Den Eltern, die an der Studie teilgenommen hatten, wurden Bilder von Orangensaft, Cola, Pizza, Joghurt, Müsliriegel und Ketchup gezeigt. Aufgabe war es, den Zuckergehalt jedes Lebensmittels in Zuckerwürfeln zu schätzen. Es zeigte sich, dass 74 Prozent der Eltern den Zuckergehalt der meisten Nahrungsmittel und Getränke teils erheblich unterschätzten. Bei Joghurt zum Beispiel unterschätzten sogar 92 Prozent den Zuckergehalt – und das im Schnitt um sieben Würfel. "Eltern vermuten häufig deutlich weniger Zucker in Lebensmitteln als tatsächlich enthalten ist. Dies ist ein potenzieller Risikofaktor für Übergewicht bei Kindern. So hatten die Eltern, die den Zuckergehalt unterschätzten auch häufiger übergewichtige Kinder", sagt Erstautorin Mattea Dallacker, Wissenschaftliche Mitarbeiterin im Forschungsbereich "Adaptive Rationalität" des Max-Planck-Institut für Bildungsforschung (MPIB). Besonders vertan haben sich die Eltern bei den Nahrungsmitteln und Getränken, die allgemein für gesund gehalten werden, wie Joghurt oder Orangensaft (84 Prozent). Lediglich bei Müsliriegeln und Ketchup überschätzten mehr Eltern den tatsächlichen Zuckergehalt.
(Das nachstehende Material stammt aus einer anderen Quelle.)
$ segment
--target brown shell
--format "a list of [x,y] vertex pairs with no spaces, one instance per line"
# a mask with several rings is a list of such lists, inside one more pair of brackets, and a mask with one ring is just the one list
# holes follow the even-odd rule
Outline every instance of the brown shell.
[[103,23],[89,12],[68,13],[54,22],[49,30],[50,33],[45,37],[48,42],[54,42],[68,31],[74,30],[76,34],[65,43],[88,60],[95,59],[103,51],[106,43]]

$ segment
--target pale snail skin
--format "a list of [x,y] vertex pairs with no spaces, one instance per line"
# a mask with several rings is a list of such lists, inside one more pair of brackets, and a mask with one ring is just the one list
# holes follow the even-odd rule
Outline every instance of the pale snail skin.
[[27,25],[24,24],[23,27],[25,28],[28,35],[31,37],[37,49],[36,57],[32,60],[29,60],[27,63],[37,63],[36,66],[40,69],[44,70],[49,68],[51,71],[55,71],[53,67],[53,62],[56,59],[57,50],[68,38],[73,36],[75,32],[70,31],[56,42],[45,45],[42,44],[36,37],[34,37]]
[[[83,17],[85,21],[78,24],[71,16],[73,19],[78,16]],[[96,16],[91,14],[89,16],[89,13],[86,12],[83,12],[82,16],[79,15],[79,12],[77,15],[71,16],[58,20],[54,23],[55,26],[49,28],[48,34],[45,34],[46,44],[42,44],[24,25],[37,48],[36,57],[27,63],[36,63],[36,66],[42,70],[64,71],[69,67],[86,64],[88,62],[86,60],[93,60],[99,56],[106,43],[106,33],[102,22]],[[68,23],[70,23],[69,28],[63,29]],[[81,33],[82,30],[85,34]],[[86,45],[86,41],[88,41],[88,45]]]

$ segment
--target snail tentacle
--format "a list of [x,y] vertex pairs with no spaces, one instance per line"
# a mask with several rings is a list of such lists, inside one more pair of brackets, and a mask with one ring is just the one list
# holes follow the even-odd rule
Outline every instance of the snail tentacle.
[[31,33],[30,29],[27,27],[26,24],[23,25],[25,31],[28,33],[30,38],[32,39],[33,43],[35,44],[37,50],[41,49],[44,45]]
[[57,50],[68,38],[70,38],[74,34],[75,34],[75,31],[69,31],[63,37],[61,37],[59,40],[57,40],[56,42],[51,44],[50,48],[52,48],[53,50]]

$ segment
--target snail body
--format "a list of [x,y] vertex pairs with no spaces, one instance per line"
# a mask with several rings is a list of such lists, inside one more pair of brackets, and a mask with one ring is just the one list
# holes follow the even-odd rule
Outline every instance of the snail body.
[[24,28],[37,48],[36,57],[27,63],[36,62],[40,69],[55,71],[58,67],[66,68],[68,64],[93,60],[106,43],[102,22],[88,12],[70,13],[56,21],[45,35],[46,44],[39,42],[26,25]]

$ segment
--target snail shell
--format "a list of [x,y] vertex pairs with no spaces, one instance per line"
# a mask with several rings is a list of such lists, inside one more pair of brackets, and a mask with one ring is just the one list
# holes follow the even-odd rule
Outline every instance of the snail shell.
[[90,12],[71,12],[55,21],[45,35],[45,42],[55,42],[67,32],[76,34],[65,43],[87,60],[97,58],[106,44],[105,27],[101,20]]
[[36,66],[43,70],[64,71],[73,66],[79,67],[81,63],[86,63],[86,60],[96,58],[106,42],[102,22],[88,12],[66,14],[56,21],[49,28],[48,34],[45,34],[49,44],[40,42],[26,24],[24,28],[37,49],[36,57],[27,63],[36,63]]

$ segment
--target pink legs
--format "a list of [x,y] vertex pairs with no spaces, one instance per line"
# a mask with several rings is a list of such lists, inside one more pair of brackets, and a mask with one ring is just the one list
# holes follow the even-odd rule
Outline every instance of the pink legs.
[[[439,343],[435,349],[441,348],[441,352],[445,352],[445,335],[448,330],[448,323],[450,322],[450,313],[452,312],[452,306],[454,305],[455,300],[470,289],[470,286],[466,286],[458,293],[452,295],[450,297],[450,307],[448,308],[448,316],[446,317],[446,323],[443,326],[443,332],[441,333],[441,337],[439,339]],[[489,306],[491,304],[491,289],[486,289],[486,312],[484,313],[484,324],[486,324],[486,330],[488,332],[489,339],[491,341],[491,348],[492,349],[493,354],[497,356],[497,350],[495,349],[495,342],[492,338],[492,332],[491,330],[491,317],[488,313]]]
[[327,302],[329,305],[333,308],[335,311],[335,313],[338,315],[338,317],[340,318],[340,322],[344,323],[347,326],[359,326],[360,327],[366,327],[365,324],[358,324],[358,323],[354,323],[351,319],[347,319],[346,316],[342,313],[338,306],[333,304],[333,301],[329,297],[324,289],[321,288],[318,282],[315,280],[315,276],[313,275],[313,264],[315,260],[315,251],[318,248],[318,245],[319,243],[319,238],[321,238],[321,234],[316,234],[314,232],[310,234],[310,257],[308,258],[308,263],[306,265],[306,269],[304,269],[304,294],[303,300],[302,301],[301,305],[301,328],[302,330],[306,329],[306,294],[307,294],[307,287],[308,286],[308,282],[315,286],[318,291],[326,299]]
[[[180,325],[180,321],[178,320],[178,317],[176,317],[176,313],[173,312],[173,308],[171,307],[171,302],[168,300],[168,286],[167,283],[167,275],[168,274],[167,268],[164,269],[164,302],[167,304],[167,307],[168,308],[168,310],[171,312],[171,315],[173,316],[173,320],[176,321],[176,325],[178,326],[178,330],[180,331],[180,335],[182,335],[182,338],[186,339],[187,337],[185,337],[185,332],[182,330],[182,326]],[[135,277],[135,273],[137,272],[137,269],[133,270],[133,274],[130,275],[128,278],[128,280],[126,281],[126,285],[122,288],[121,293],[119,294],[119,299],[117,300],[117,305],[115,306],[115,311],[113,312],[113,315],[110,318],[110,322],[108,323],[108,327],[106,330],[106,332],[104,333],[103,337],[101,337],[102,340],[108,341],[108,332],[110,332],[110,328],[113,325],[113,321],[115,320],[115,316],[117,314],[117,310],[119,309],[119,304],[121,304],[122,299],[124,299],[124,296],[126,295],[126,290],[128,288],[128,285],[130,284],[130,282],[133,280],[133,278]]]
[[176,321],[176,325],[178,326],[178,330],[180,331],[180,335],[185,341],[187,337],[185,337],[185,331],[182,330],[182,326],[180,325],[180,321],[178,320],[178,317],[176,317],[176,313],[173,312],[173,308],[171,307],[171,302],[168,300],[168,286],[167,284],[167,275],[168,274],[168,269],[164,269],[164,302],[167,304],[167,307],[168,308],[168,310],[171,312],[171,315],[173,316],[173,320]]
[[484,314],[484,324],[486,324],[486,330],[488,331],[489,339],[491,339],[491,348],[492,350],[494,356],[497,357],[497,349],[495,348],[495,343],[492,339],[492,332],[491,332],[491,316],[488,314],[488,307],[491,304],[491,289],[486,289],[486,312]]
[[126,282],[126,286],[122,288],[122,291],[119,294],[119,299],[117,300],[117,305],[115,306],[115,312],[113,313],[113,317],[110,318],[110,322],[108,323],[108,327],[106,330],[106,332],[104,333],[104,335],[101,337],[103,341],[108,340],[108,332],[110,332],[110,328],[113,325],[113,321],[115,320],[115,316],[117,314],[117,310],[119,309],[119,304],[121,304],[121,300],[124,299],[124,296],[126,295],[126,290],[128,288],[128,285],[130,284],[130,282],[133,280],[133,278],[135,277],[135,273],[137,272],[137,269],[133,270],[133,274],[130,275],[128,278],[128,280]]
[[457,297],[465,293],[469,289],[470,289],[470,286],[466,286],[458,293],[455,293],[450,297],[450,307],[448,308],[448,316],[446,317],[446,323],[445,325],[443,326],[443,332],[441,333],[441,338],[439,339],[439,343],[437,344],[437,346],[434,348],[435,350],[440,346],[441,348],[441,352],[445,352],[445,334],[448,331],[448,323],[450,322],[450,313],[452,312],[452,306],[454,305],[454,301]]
Die Empfehlung der Weltgesundheitsorganisation (WHO) lautet: Der Zuckerkonsum sollte für Kinder wie auch Erwachsene nicht mehr als 10 Prozent der täglichen Energiezufuhr ausmachen. Das entspricht bei einem durchschnittlichen Erwachsenen etwa 16 Zuckerwürfeln à drei Gramm Zucker; bei sieben- bis zehnjährigen Kindern etwa 15. In Deutschland ist die verzehrte Menge fast doppelt so hoch. Üblicherweise treffen Eltern die Ernährungsentscheidungen für ihre Kinder. Für die Studie untersuchten die Forscher daher, wie gut Eltern den Zuckergehalt von verschiedenen Nahrungsmitteln und Getränken einschätzen können. Die Ergebnisse setzten sie in Zusammenhang mit dem Body-Mass-Index (BMI) der Kinder. Insgesamt nahmen 305 Eltern-Kind-Paare an der Studie teil, die Kinder waren zwischen 6 und 12 Jahre alt.